Nike (NKE - Get Report) still rules the market, but German rival Adidas (ADS - Get Report) is moving forward nipping at the sneaker king's heels, analyst Christopher Svezia of Wedbush told TheStreet on Thursday.

"For over 18 months, Adidas has taken market share from Nike. And to a lesser degree, Puma has too," added Svezia. Under Armour (UA - Get Report) also took market share from Nike some two years ago when the Golden State Warriors won the NBA championship and Under Armour introduced a Steph Curry sneaker, honoring Golden State's premier shooter.

In a note from Svezia on Thursday, the analyst maintained his neutral rating on Nike, saying that challenges are in foreign exchange and likely higher operating expenses that could result in "flat to down" earnings per share in 2018. 

Svezia wrote that the U.S. market remains a headwind for Nike.

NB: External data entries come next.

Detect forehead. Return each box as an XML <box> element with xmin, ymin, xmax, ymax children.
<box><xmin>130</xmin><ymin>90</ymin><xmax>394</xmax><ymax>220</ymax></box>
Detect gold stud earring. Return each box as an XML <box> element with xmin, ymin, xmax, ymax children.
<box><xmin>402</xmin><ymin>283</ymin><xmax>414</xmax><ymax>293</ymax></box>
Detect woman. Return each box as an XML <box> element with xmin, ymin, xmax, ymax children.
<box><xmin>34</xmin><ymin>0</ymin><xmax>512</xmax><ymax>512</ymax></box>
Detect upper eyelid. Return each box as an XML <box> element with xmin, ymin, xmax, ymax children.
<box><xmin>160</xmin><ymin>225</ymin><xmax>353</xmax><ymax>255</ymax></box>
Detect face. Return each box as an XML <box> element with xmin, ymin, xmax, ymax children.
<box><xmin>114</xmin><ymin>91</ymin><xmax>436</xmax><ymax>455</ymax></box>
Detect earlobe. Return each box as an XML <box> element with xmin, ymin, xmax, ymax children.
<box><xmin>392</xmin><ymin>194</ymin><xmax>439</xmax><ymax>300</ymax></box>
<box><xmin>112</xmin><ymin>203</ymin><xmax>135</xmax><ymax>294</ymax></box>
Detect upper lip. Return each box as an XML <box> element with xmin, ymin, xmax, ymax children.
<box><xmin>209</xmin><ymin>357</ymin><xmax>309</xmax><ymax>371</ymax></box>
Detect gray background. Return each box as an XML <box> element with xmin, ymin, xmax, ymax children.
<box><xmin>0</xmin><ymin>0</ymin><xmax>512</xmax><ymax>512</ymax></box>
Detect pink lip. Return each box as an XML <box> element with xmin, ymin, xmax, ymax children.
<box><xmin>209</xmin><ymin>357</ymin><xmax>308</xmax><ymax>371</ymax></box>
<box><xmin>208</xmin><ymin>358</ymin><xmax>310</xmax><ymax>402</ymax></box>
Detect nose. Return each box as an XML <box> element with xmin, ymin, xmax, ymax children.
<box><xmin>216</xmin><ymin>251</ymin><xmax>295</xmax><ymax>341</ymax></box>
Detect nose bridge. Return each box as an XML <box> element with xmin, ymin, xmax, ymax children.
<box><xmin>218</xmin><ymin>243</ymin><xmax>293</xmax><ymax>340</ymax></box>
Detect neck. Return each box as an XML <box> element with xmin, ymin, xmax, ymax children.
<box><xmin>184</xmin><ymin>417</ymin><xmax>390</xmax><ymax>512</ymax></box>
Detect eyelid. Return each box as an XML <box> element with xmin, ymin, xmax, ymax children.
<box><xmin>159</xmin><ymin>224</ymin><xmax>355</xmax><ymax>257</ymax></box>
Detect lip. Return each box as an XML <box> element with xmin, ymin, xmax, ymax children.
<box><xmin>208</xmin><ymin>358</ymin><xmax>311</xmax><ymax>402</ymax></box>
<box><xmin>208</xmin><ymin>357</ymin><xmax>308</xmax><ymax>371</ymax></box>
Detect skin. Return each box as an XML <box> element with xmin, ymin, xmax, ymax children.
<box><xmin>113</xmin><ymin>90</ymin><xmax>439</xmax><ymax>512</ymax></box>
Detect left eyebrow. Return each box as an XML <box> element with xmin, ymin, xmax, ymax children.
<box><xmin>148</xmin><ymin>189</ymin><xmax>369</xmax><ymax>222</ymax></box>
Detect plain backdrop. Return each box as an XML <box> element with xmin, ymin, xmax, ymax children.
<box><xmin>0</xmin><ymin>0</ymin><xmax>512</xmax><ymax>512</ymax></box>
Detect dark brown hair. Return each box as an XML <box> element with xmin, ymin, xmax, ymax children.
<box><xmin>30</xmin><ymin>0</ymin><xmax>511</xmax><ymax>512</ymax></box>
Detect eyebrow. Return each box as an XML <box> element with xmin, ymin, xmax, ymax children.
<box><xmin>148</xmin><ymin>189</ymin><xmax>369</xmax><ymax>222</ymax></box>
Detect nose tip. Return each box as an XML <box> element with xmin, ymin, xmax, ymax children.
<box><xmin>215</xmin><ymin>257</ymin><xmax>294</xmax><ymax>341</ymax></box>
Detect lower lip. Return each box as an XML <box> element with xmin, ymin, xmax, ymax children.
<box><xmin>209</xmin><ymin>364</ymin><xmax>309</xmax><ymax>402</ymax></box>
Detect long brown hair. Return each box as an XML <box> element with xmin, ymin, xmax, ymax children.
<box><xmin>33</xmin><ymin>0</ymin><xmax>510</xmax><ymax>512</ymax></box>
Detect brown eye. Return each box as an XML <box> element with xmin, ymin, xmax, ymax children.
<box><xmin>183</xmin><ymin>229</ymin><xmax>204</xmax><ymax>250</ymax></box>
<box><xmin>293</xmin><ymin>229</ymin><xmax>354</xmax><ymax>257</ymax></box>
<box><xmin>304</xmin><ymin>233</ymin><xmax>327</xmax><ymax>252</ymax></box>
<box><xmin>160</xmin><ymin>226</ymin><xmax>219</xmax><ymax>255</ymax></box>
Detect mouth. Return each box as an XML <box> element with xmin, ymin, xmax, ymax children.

"Broadly the Nike brand continues to lose share while Jordan continues to dominate in a subdued category (basketball)," he wrote. "Changes in MAP [minimal advertised pricing] have allowed retailers to promote more aggressively but could lead to continued [pressured] orders as retailers work through higher inventory levels."

Increasing the problem, wrote Svezia, is that two of Nike's biggest retailers, Foot Locker (FL - Get Report) and Dicks Sporting Goods (DKS - Get Report) have reported "softer results" in the first quarter of 2017.

The Wedbush analyst wrote that he was impressed with the company's management of expenses, but he doubted Nike could maintain it next year, and he applauded Nike for its "speed initiatives," which he noted will take time to develop.

Nike announced Thursday its Triple Double Initiative, which aims to push sales to online platforms. Nike's Triple Double Initiative plans to double innovation, speed and direct connections with consumers, the company contends.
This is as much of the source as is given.